1. Required additional content for informed consent documents
2. Required use of single IRB for most multi-institutional research studies
3. New options for the use of “broad consent” documents for research involving identifiable date or identifiable bio-specimens
4. New categories of “exempt” human research
5. Elimination of continuing review requirements for certain types of human research studies
6. Required posting of consent forms for certain federally-funded trials to a public website
7. Elimination of grant congruency review by the IRB
8. New criteria for limited IRB review required for certain exempt categories

Many of these changes are welcome in an attempt to reduce regulatory burden for investigators. For example, having more studies qualify as exempt under the regulations or having fewer studies that require continuing review all point toward reduced management burden by those involved in clinical research.

Furthermore, the use of a single IRB for multi-institutional studies has been endorsed by Francis Collins, NIH Director, when he said “too many institutional review boards (IRBs) are reviewing the protocol and consent documents for the same study, often with no added benefit in terms of the protections for research participants.” This change to the Common Rule is congruent with the NIH single IRB policy, which is good to see.
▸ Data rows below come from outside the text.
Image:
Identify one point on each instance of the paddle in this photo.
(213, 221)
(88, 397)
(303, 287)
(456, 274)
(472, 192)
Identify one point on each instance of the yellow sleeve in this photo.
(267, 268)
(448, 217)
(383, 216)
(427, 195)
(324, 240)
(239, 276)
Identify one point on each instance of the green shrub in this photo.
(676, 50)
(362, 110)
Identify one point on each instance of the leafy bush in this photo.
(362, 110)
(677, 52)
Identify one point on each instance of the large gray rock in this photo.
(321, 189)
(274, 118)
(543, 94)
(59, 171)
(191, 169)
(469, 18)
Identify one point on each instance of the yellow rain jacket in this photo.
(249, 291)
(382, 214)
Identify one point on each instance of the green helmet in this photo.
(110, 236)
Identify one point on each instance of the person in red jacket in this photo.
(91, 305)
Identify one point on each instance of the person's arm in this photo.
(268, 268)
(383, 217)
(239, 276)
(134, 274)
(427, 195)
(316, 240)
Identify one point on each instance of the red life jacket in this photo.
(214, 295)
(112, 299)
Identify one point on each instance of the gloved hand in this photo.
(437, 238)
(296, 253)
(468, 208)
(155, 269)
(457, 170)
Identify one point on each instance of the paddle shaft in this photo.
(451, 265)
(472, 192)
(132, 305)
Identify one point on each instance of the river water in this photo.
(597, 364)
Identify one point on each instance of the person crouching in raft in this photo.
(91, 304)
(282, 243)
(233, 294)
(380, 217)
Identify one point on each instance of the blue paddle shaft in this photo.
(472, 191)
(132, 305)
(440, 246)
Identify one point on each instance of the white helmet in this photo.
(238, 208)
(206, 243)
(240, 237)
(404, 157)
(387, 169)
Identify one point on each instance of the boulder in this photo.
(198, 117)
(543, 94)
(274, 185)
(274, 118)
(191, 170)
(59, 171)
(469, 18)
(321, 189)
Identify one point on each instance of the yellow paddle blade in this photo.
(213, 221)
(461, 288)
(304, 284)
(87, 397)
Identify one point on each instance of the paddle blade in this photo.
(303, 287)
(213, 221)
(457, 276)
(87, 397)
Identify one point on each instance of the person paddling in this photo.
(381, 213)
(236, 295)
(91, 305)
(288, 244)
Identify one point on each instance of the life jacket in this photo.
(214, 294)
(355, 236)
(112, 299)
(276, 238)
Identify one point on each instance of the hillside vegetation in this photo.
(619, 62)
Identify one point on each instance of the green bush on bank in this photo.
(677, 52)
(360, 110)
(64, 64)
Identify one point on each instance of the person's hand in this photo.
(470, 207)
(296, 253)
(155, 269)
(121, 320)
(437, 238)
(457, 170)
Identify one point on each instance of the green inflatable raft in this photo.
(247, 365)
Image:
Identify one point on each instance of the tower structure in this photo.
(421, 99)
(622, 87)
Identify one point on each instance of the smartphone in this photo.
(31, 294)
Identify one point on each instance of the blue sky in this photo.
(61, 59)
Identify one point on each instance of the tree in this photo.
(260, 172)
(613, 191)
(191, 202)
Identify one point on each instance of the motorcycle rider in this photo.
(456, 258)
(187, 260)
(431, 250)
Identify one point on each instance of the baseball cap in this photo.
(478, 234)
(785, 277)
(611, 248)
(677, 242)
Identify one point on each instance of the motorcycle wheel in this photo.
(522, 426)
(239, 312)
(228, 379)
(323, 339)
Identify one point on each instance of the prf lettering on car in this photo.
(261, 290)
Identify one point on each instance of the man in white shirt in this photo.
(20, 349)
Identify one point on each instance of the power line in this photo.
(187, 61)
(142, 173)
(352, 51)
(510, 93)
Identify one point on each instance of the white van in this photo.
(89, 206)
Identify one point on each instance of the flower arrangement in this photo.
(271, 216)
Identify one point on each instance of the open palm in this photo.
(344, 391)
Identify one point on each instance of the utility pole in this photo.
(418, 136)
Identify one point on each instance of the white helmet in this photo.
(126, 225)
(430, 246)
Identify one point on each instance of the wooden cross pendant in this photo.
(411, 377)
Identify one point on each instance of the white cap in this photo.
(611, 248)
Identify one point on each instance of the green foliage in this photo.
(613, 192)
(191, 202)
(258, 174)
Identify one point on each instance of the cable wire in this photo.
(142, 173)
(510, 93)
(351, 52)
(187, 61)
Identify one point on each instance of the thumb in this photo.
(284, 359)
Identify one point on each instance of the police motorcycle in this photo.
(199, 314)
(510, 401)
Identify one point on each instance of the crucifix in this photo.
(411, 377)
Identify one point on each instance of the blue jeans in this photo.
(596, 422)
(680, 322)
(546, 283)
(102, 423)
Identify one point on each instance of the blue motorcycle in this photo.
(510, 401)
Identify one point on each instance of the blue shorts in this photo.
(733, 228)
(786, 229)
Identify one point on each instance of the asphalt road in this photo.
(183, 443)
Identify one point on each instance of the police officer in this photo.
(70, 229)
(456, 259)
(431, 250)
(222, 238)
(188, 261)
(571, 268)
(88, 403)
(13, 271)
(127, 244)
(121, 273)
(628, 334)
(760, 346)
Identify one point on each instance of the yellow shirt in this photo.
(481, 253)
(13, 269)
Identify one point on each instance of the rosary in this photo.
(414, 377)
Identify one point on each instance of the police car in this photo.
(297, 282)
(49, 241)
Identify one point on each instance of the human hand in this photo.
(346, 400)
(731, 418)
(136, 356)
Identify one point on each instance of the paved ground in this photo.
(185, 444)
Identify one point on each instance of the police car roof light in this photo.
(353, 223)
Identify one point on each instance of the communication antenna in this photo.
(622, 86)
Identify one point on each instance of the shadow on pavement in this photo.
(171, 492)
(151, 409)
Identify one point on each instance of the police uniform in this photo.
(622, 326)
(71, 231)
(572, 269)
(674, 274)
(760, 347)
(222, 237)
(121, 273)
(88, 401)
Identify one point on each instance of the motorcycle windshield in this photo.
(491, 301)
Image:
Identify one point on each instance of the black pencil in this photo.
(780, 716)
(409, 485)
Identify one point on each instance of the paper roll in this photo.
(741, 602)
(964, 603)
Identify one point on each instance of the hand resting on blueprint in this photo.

It is widely believed the changes listed above will streamline these processes without impacting safety of participants.

Many organizations with IRBs are asking the question of what can we do now to be prepared for the effective/compliance dates of these changes? Right now, the NPRM to further delay the general compliance date until January 21, 2019 is still under review and not final so we must operate as if the effective and compliance date of the revised Common Rule is still July 19, 2018. Since this date is fast approaching, we recommend that institutions still keep preparing for the implementation of the revised Common Rule for July 19, 2018. If you wish to begin implementing changes prior to that date, institutions may implement only those provisions of the revised Common Rule that do not conflict with the Pre-2018 Common rule. But what does this mean? DHHS has given some examples as follows:

1. Permissible – Incorporation of new elements of consent
2. Not Permissible – Elimination of Continuing Review

Institutions can use these examples to determine what other provisions are permissible or not permissible. When incorporating the new elements of consent, consider the following: 1) the new elements of consent do not replace previously existing elements of consent in the Pre-2018 Common Rule, and 2) institutions have always been allowed to incorporate local elements of consent that do not conflict with the Pre-2018 common Rule (e.g., subject injury language, state-specific requirements, or institutional monitoring requirements).

Since the NPRM to further delay the general compliance date until January 21, 2019, moved to final rule, what does this mean? In this most recent NPRM issued on April 20, 2018, HHS not only proposed a 6-month delay, but also will allow for implementation of three burden-reducing provisions during the period between July 18, 2018, and January 21, 2019. These are:

1. Early adoption of the Revised Common Rule definition of “research”
2. Elimination of grant application review
3. Elimination of continuing Review for certain non-exempt human research

In this uncertain environment, caught between old and new regulations, it is critical that organizations prepare for upcoming changes and challenges, especially around regulatory and guidance landscapes, accreditation, business management processes, staffing and technology. Managers and administrators should continue working on updating policies, procedures and review tools as guidance is released. Ensure that standard operating procedures and review tools are maintained in a way that they can easily be adjusted and re-implemented. Utilize technology in a way to ensure that work flows are able to be adjusted fluidly based on the date that the final rule is effective. Additionally, planning for ongoing trainings with IRB staff and reviewers to incorporate revisions are important.